Instead I listened to serious music. Angry music. I liked Joy Division, and Black Flag, and The Smiths, all the depressed bastards screaming or barking or whining their way through the broken world. My music was like shoving broken glass in my ears and sleeping under sandpaper blankets. No moment of joy came without its nihilist brother sneaking up to shake your hand. I don't recall a single song from my teenage years as uninhibitedly happy and goofy as Sayer's little slice of ass-shake. Depeche Mode's "Just Can't Get Enough" comes close, which I didn't learn to enjoy until I was well out of adolescence.

a musical education #01: need

Every weekday I suffer through a snippet of easy listening '70s music in the bathroom at work (read the overly elaborate setup here). Why not turn a mild annoyance into an opportunity to educate myself, and yourself, by the transitive property, about the easy listening music of an earlier generation?

I'm not sure quite how well known Anne Murray is in the United States, but given that the 'Snowbirds' nickname for Canadian tourists is derived from the Anne Murray song, I imagine she's something of a lost household name down there. Although she hasn't released much music in the last decade, her hold on the Canadian imagination is still strong - some might even say relentless. But it's a Canadian relentlessness, a death grip that feels more like a friendly hand steadying itself on your shoulder. That's Anne Murray to me.

I also have a claim to fame regarding Murray: at the age of one or thereabouts, I sat on her knee. You might even say she dandled me upon that knee.

When I was young and unable to appreciate my great fortune at being able to wear diapers, my parents went to their fair share of parties. Their friends were the Halifax bohemian set: musicians, artists, liberal arts grad students and a guy named Bob who was pretty funny. Back in 1971-72, just when Anne Murray was becoming a celebrity by singing barefoot in Vegas with her unremarkable but smooth and controlled voice, she and my parents shared enough of an orbit that occasionally I would land on her knee for a good dandling.

The bathroom at work occasionally serenades me with me an Anne Murray tune or two. Most often it is her biggest hit: 1978's "You Needed Me".

By 1978 the sweetness that Murray brought to her performances had been shellacked over with a hard professionalized shell. "You Needed Me" is not only her most popular tune, it is emblematic of the very notion behind easy listening music: unchallenging, anodyne, utterly average. What else can you say about a song so literal-minded that the highest note of the chorus lands on the word "high?" Or a song whose climax occurs with the singer so "high" that she can "almost see eternity?" This is an implicitly Christian song, after all - why wouldn't the singer want to see eternity in all its splendor? Why go so close to the summit and turn back?

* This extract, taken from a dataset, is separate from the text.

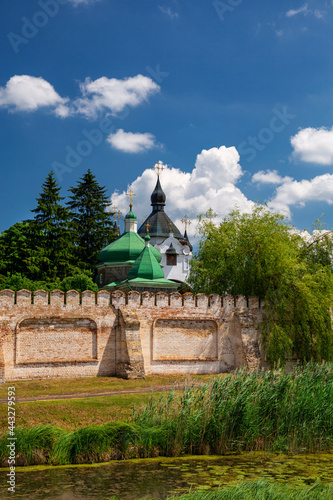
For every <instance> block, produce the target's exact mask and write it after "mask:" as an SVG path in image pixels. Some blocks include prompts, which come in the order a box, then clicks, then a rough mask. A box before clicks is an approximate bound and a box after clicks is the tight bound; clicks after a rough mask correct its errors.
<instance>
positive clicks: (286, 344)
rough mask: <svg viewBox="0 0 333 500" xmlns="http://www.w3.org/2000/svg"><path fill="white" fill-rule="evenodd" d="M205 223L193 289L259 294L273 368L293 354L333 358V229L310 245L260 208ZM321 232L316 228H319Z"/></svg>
mask: <svg viewBox="0 0 333 500" xmlns="http://www.w3.org/2000/svg"><path fill="white" fill-rule="evenodd" d="M207 215H208V218H206V219H205V218H202V217H201V219H200V233H201V235H202V237H203V239H202V240H201V242H200V246H199V251H198V252H197V254H196V256H195V257H194V259H193V260H192V261H191V275H190V282H191V284H192V285H193V289H194V292H204V293H207V294H209V293H219V294H221V295H223V294H225V293H229V294H232V295H245V296H247V297H250V296H258V297H260V298H261V299H263V300H264V302H265V304H266V308H265V310H266V318H265V322H264V324H263V334H264V340H265V342H266V347H267V357H268V361H269V362H270V363H271V365H274V364H276V363H278V362H280V363H281V364H282V365H283V364H284V363H285V359H286V357H288V356H290V355H294V356H296V357H297V358H298V359H300V360H301V361H303V362H305V361H309V360H311V359H314V360H321V359H325V360H331V359H333V335H332V325H331V315H330V307H331V303H332V296H333V275H332V255H333V237H332V233H331V232H326V233H325V235H323V234H322V233H321V232H320V231H317V233H316V232H315V233H314V234H315V235H316V234H317V236H318V237H317V238H316V239H315V240H314V241H312V242H311V243H306V241H304V240H303V238H302V237H301V235H300V234H299V233H298V232H297V231H296V230H295V229H294V228H293V226H291V225H290V224H289V223H288V222H287V221H286V219H285V218H284V216H282V215H280V214H277V213H273V212H271V211H270V210H268V209H267V208H266V207H262V206H256V207H255V208H254V209H253V211H252V212H251V213H250V214H241V213H240V211H239V210H234V211H232V212H231V213H230V214H229V215H228V216H226V217H225V218H224V219H223V221H222V223H221V224H220V225H219V226H215V225H214V224H213V222H212V217H213V214H212V213H211V212H210V213H208V214H207ZM319 228H320V227H319V226H318V223H317V226H316V229H319Z"/></svg>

Part of this is grounded in an approach to the divine that can be found in Dante - the narrator of the Divine Comedy ascends the mountain of Heaven but is blinded by light at the moment that God appears. Presumably eternity and its God-shaped landscape is reserved for the dead, or at least the Elect of the dead. But I suspect the answer is a good deal more prosaic. Murray is a choir for that brand of worship whose apotheosis rests in the cozy feeling of being needed and reassured.

For those of you reading this on my Facebook feed, please visit my website at The Palinode to view the Anne Murray video.

a musical education

Modern technology has done plenty for my work environment – advances in the microprocessor, for example, have helped me use the computer I am now typing on, and the replacement of small open fires with the heated electric plate has really brought the coffee break into the twenty-first century. In ancient times, coffee breaks used to take weeks, from the gathering of brush to the selection of a good rock for grinding the beans, and most of the employees would be dead of rickets by the time the water boiled.

One thing modern technology has not done for my workplace is put a bathroom in it. That’s right: lousy design trumps the best minds of the last thirty centuries. I’m certain that if I brought Socrates around on a tour of my offices, the first thing he would have said is, “Who’s the Einstein that forgot to put a bathroom in here?” That’s a Socratic question, by the way. So don’t answer it unless you enjoy the smugness of dead philosophers.

Actually, the first words out of his mouth would have been in ancient Greek, and they’d have been less words and more an unhinged scream at the sight of a photocopier in action. But that’s a story for another day. When one of us civilized twenty-first century types wants to go the bathroom – let’s use me as an example – I need to leave my office and enter the adjoining hotel lobby, where I can use the spacious men’s washroom on the mezzanine, which is well-lit, crawling with swine flu and populated by guys who clearly have nowhere better to hang out than a public toilet.

There’s the guy with the goatee and the little leather jacket who stands in front of the sinks like a washroom attendant in an old William Friedkin film. There’s the guy in the Tilly hat and navy knee socks who appears to have turned the end stall into an office. And then there are all the guests and conventioneers, the nametags resting on beer bellies, the occasional Shriner fez or rented tux passing through, the ones who wash their hands compulsively or don’t wash at all, the ones who grunt like wounded animals in the stalls, the ones who can’t work the hand towel dispenser, and worst of all, the ones who inexplicably choose the urinal right next to yours.

And then there’s me, the guy standing very still in the middle of it all holding up his cell phone. I must creep everyone the hell out.

Why am I doing it? I’m trying to catch the name of the song they’re piping in. The same music is unreeling in the lobby, but in that airy space it thins out to a kind of sonic puff of freshener. In the bathroom, the muzak is concentrated. You can feel the force of its intent: to force you into a state of mind where you just want to take it easy. And of course, Dan Fogelberg’s Jackson Browne's breeziest of breezy tunes, Take It Easy, is always in the rotation.

The songs I hear two or three times fit roughly into the subgenre of 1970s folk-rock, the kingdom that John Denver rules. They are songs that exist just to the left of my childhood, familiar but slightly distant (I grew up on bands like The Beatles until I jumped straight to Duran Duran and their ilk in the early eighties). I recognize the tunes but rarely know the lyrics, and the names of the artists call up vague recollections at best.

So: I figured I would acquaint myself with the easy listening gods and goddesses of the '70s, with the invaluable help of my iPhone and the Midomi app, which is capable of listening to a snippet of song and returning reams of information.